PyTorch의 사용법과 Tensor, 자동 미분 엔진에 대해서 먼저 배우자.

1. What is PyTorch?

The three core components of PyTorch

tensor library는 array-oriented programming library인 Numpy에 GPU를 통한 계산 가속을 더하였다.
autograd(automatic differentiation engine)는 역전파와 모델 최적화를 간단화했다.
deep learning library는 유연하고 효율적인 block 설계와 사전 훈련된 모델, 손실 함수, 옵티마이저 등을 제공한다.

Defining deep learning

AI는 인간 지능을 필요로 하는 task를 할 수 있는 computer system이다.
머신러닝은 컴퓨터가 명시적인 프로그래밍 없이 예측과 의사결정을 하는 것을 데이터로부터 배우도록 하는 알고리즘과 관련된 것이다.
딥러닝은 Deep neural networks를 훈련시키고 적용하는데 집중하는 머신러닝의 하위 개념이다.
- 수많은 hidden layers는 데이터 내 비선형적 관계를 모델링한다.

Installing PyTorch

GPU가 사용 가능한 버전과 only CPU인 버전이 있다.
Torch는 Lua 언어로 만들어진 머신러닝 알고리즘을 광범위하게 지원하는 scientific computing framework에서 유래한다.

2. Understanding tensors

Tensor는 차원(rank, order)에 대한 특징을 갖는 수학적 객체이다.

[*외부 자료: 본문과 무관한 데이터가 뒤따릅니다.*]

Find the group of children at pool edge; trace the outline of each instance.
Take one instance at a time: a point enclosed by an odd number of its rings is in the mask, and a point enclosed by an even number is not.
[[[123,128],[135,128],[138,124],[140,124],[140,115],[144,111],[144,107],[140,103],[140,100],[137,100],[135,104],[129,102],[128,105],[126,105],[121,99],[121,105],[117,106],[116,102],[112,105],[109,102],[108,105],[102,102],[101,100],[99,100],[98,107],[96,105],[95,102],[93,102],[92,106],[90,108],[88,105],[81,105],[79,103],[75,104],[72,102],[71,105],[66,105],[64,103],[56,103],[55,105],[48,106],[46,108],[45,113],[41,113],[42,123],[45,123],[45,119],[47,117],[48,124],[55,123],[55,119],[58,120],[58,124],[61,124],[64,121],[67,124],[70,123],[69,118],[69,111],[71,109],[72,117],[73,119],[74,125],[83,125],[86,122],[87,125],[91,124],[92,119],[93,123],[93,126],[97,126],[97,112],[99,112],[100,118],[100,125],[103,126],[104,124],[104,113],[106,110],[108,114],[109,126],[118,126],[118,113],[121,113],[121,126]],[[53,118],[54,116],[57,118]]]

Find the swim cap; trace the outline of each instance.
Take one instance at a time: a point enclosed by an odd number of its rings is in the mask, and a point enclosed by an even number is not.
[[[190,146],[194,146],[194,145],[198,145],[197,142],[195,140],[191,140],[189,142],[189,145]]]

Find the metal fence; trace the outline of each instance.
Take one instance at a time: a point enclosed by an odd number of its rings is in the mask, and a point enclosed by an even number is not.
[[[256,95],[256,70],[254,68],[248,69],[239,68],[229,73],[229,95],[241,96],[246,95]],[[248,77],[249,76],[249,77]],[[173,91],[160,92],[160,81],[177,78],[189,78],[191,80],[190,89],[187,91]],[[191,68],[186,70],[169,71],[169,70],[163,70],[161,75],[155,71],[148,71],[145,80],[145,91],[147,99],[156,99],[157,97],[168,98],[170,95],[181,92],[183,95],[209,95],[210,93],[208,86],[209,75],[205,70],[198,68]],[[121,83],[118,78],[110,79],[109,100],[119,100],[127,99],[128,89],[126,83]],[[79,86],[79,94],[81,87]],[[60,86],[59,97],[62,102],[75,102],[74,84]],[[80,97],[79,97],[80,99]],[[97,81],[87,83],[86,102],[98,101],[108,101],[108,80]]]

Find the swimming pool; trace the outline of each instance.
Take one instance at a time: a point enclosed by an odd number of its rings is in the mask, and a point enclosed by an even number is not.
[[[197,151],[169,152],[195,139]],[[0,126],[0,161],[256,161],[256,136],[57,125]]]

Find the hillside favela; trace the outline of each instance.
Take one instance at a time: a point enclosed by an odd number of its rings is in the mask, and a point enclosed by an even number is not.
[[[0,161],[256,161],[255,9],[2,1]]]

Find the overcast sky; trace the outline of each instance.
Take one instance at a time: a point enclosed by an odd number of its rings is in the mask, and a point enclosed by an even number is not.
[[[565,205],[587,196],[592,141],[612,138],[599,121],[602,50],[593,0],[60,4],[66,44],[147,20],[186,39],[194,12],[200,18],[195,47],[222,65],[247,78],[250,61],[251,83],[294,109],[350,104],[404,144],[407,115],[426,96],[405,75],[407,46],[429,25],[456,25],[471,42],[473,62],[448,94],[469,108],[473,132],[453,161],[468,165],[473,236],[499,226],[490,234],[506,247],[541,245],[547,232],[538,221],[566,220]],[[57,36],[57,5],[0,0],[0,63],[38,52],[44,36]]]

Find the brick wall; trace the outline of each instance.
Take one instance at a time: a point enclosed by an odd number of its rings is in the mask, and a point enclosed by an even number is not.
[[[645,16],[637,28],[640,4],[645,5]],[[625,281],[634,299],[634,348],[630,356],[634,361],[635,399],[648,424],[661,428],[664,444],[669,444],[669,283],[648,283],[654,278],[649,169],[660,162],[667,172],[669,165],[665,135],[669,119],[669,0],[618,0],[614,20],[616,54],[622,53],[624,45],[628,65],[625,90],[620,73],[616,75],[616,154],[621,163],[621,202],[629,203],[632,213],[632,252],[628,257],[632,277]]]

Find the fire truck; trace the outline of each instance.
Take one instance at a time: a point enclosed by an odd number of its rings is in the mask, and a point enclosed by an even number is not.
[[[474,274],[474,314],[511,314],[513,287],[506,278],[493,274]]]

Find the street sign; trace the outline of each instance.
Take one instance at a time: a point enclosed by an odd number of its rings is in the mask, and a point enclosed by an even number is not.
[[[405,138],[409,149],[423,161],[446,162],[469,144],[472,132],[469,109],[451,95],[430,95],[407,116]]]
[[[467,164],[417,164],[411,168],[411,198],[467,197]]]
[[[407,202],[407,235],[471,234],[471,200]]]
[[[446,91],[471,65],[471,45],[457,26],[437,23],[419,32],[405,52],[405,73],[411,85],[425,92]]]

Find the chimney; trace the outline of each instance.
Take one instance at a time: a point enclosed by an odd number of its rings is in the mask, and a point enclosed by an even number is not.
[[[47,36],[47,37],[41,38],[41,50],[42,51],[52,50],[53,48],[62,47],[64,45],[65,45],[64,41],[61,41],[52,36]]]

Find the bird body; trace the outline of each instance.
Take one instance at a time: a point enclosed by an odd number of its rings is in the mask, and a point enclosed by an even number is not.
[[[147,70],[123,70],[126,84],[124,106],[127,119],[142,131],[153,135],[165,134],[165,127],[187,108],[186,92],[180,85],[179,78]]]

Tensor는 데이터 컨테이너 역할을 하여, array를 효율적으로 만들어 조작하고 계산한다.
- Numpy array에 자동 미분 엔진과 GPU 연산을 더한다.
- e.g. 스칼라는 0차원, 벡터는 1차원 행렬은 2차원 텐서이다.
PyTorch는 64비트 integer 데이터 type, float로 32비트 precision을 기본값으로 가진다.
- GPU도 32비트 floating-point에 최적이다. .to로 데이터 type을 바꿀 수 있다.
Methods
- .shape, .reshape, .view(원본 데이터가 연속적이면 reshape), .T, .matmul, @(.matmul과 동일)

3. Seeing models as computation graphs

computational graph는 수학적 표현을 나타내는 걸 허용하는 방향성이 있는 그래프이다.
- 신경망의 출력을 계산하는 데 필요한 computation sequence를 나타낸다.
- PyTorch의 자동 미분 엔진(autograd)은 background에 computational graph를 만들어서, 우리는 모델 파라미터의 손실 함수에 대한 미분을 계산할 수 있다.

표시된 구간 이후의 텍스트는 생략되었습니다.